At least initially, few doubted such actions were necessary to curb terrorism, and even doubters felt the trade-off between, say, civil liberties and government scrutiny was a necessary price.

Soon after the massacre of 20 children and six adult staff at Sandy Hook Elementary School in Newtown, Conn., on Dec. 14, 2012, it seemed that the old world order - dominance by the NRA, which poured millions of dollars into Congress in exchange for a no-compromise position on reasonable gun restrictions, a culture that put a gun owner's rights above the right of innocent children to go to school without harm - might finally be turned on its head. Unlikely allegiances were made in Congress over gun legislation that finally seemed destined for success, primarily dealing with criminal-background checks for gun purchasers. State legislatures began their own actions for stricter laws.
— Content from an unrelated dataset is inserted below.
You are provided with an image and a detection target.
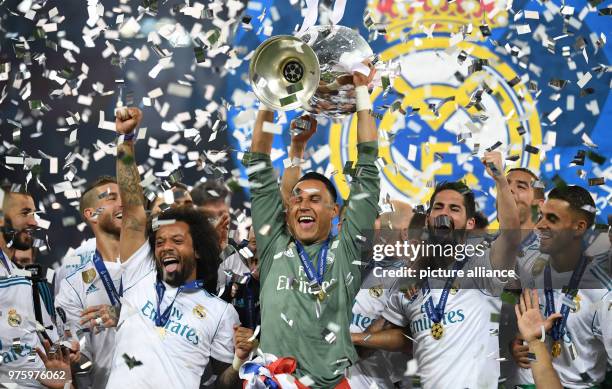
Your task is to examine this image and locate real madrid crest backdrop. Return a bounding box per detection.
[226,0,611,228]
But one year after the Newtown massacre, not only has Congress failed to pass any gun legislation, many states have passed laws that overall make carrying a gun easier than it was a year ago. The Law Center to Prevent Gun Violence says in the year since Newtown, while 11 states strengthened gun laws, 18 states weakened them.

To be sure, some states and localities have enacted tougher gun restrictions, including California, Connecticut and New York. But outliers have gone in the other direction - passing ludicrous and contemptible laws - such as a small town in Georgia that passed a law requiring heads of household to own a gun and ammunition, and Arkansas lawmakers who passed a law allowing guns in churches and college campuses.

Why is it that the threat to liberty posed by radicals on the other side of the world is so much more important to the threat posed by domestic radicals who insist on being allowed to carry as many guns as they want . . . and to allow those guns to land freely in the hands of those who shouldn't own them?

Yes, Adam Lanza used legally obtained guns - purchased by his mother - at Sandy Hook, but that's a technicality. The ready availability of such weapons, the lack of restrictions that might give someone pause before buying, the mythologizing of gun ownership as a fundamental human right, all combine to create a gun culture that is cumulatively more dangerous to our domestic safety than any foreign import.

It is a culture of paranoia and delusion: delusion over the notion that the government is ready to actually confiscate everyone's gun, that commonsense limits and regulation disarm gun owners' rights, and that more guns mean more safety, not less.

Rational and logical arguments rarely play any part in discussion about guns. But rational and logical people must continue to fight for commonsense laws. And pray that yet another massacre doesn't take place before that happens.